The answer is less important to Mauricio than the process of finding an answer. Fieldwork at XTBG is designed to teach the students basic ecological field techniques and get them thinking about evolutionary questions and how they might conduct research to answer them.
“We’re not teaching students what the facts are and having them memorize them,” Mauricio says. “The essence of a research university is that we don’t know the answer.”

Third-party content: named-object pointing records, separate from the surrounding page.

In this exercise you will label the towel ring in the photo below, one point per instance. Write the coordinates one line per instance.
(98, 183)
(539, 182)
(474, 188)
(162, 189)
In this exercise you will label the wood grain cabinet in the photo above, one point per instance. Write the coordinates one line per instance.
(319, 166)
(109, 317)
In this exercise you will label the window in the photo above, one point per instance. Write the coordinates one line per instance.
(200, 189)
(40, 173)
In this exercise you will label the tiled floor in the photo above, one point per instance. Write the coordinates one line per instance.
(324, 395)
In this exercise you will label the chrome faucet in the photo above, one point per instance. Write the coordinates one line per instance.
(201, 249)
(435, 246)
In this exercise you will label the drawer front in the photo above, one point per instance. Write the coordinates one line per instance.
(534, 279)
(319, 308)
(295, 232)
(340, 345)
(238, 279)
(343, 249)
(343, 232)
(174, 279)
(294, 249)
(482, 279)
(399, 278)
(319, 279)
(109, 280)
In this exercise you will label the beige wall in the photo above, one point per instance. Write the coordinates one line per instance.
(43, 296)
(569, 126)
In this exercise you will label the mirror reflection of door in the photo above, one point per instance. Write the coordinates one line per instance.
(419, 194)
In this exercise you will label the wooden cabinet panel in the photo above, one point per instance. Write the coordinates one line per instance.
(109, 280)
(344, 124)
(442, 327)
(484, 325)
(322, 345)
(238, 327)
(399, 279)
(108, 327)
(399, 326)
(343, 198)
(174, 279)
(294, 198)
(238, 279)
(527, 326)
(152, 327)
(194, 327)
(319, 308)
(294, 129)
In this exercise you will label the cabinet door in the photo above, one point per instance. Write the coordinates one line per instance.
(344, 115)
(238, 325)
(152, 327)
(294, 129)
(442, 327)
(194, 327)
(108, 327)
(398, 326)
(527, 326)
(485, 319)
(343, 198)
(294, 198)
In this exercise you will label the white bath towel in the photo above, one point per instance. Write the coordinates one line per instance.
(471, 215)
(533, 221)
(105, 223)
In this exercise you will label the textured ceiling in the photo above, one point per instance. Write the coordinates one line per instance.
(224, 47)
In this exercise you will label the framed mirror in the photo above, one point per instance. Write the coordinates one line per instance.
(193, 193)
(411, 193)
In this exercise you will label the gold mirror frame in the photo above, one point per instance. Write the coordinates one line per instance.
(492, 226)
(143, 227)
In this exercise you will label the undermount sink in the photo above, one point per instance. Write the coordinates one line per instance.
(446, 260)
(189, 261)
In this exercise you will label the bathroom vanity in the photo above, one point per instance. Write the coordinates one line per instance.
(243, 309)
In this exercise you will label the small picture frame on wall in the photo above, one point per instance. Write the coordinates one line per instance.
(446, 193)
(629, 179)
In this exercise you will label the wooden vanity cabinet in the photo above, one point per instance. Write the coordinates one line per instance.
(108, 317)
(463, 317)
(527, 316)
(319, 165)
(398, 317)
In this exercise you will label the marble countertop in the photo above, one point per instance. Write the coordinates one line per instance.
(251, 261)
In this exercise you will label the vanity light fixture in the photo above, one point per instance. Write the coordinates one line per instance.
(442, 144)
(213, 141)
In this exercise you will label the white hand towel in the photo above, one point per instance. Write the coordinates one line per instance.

The students are also contributing to the larger research project, collecting kudzu samples that get shipped back to Mauricio’s lab at UGA.
This “research abroad” program offers an unusual combination: genetics and language. Students began an intensive study of Mandarin Chinese in January, cramming two courses into one semester and exploring Chinese movies and books four months before arriving in China.
“I really liked the idea that I could be in grad school for science but still learn a language,” says Becky Shirk, UGA graduate student in plant biology. “Most of the time you don’t get to do that.”
It’s a brisk morning in Yan’an, and Bob Grafstein has just finished a lecture on Mao Zedong’s Long March—the 6,000-mile trek the communist leader and his 100,000 followers made in 1934 to escape the Nationalists in Jiangxi.
This afternoon the students will visit Yang Hill and explore the homes Mao and his followers built in the caves there. They’re still overwhelmed by culture shock, but over the next week will begin to feel more comfortable in their surroundings and venture out on their own.
That, says Art Dunning, vice president for public service and outreach, may be the biggest benefit of the program—getting students out of their comfort zones.
“One of the challenges for students is they get stretched culturally when they spend time in a non-Western country,” Dunning says. “They see clearly and up close that things we take for granted are not universal.”
“There are more dramatic differences in Asia. Non-Western countries push their thinking more.”
For some, the experience can be life-changing.
By her third week in China with the poli sci program Yeager knew she wanted to come back. While in Xi’an, she went to the Happy Paradise Internet café next door to her hotel and applied to return to China to teach English after graduating in August. By the end of the trip she learned that she was accepted to the program; she plans to be back in Beijing by the end of the year.
“China just blindsided me in the best possible way,” Yeager says. “There was no one thing—it was a million little things.”